Complying with tax laws is a complicated task, and errors can be made. Due to slowdowns and disruptions in processing tax returns in recent years, both the IRS and the California Franchise Tax Board have increased collection and enforcement actions to catch up with their backlogs. People or businesses receiving notices about unpaid taxes or failure to file returns need to explore all of their options for correcting errors or paying their taxes. Otherwise, they can lose their chance to avoid property seizures or wage garnishments.

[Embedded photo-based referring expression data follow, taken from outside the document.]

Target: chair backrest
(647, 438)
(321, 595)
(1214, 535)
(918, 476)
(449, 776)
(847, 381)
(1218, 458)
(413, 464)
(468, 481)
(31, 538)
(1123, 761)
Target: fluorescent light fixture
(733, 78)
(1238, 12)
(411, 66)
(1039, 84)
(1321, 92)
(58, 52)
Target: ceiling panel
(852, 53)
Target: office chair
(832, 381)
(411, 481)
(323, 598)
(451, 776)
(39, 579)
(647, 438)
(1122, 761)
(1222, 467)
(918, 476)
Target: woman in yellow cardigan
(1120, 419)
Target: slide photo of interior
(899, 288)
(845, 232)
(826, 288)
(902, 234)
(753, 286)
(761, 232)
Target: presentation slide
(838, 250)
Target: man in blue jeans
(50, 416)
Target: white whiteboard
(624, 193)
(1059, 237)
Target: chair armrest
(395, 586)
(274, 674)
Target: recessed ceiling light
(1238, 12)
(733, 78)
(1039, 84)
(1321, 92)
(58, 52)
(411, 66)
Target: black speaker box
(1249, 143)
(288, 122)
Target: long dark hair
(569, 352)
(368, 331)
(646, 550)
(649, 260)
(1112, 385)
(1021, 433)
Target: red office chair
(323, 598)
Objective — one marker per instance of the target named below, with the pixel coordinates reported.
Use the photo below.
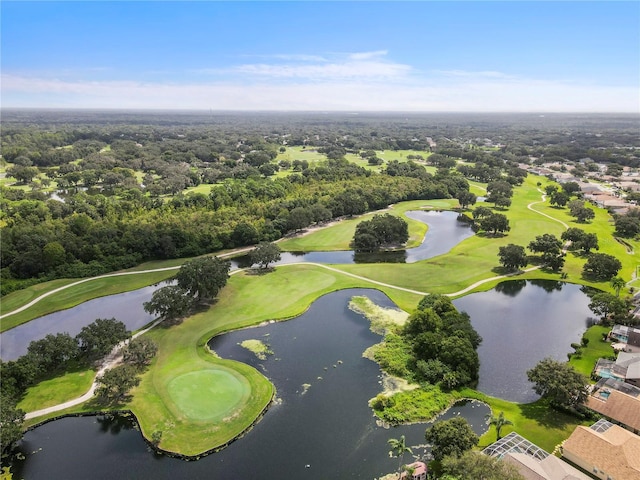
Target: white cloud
(368, 55)
(320, 68)
(359, 69)
(355, 93)
(471, 74)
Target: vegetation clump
(435, 348)
(381, 231)
(258, 347)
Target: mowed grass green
(339, 235)
(208, 395)
(290, 289)
(246, 300)
(72, 296)
(61, 388)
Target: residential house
(532, 462)
(605, 450)
(619, 402)
(419, 471)
(626, 368)
(629, 337)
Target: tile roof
(618, 406)
(615, 451)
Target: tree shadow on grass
(505, 271)
(259, 271)
(491, 234)
(545, 415)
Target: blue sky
(331, 55)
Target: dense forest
(93, 192)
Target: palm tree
(617, 284)
(409, 470)
(499, 422)
(398, 449)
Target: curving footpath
(115, 356)
(111, 360)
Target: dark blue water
(521, 322)
(444, 233)
(125, 307)
(326, 424)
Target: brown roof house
(618, 401)
(419, 471)
(628, 336)
(605, 450)
(532, 462)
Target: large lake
(521, 322)
(445, 232)
(320, 427)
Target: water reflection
(321, 418)
(445, 232)
(521, 322)
(125, 307)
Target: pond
(445, 232)
(320, 426)
(125, 307)
(521, 322)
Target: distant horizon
(322, 112)
(423, 56)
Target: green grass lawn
(209, 395)
(595, 349)
(160, 401)
(72, 384)
(537, 422)
(72, 296)
(339, 235)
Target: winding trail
(111, 360)
(115, 357)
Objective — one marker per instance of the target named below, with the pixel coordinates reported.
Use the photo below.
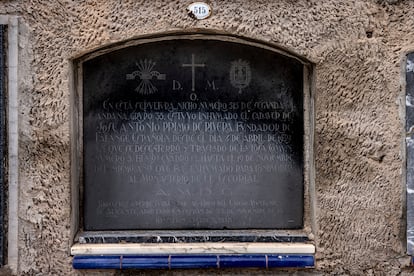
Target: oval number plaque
(199, 10)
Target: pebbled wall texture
(357, 48)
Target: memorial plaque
(192, 134)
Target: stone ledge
(192, 261)
(193, 248)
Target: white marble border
(192, 248)
(12, 124)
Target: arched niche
(191, 132)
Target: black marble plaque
(192, 134)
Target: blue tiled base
(192, 261)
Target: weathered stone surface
(358, 128)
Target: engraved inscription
(198, 153)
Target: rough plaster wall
(359, 216)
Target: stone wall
(357, 47)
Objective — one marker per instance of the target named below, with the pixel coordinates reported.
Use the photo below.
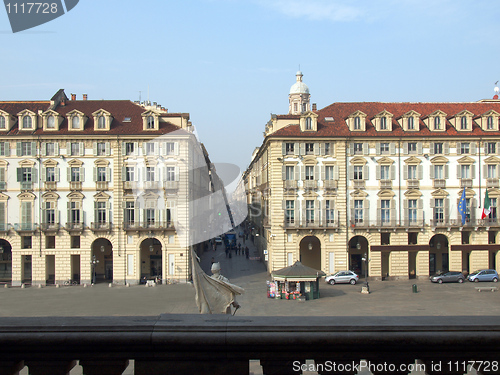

Timely response to all notices
Taxation authorities send out a variety of notices regarding compliance failures. They may or may not be accurate, but taxpayers must respond within the timeline stated in the letter, usually 30 to 60 days. Your first step will be to ask your tax accountant how to respond. Some situations benefit from obtaining advice about tax laws because a strategic response may help you take advantage of a statute of limitations or avoid an in-depth financial disclosure to the IRS.
Look into fresh start
If it turns out that you owe taxes, you have some payment plan options. You may be advised to start a short-term, 120-day payment plan to reduce your balance and demonstrate your willingness to comply. This might lead to a longer-term installment plan agreement. If your debt is less than $50,000, you may qualify for a simplified type of payment plan known as the Fresh Start program that lasts for seven years.
More attention on top earners
For years, IRS auditors have focused on returns from lower-income filers in an effort to uncover Earned Income Credit fraud. Now the agency has shifted gears and is building specialized teams to audit top earners and high-net-worth filers.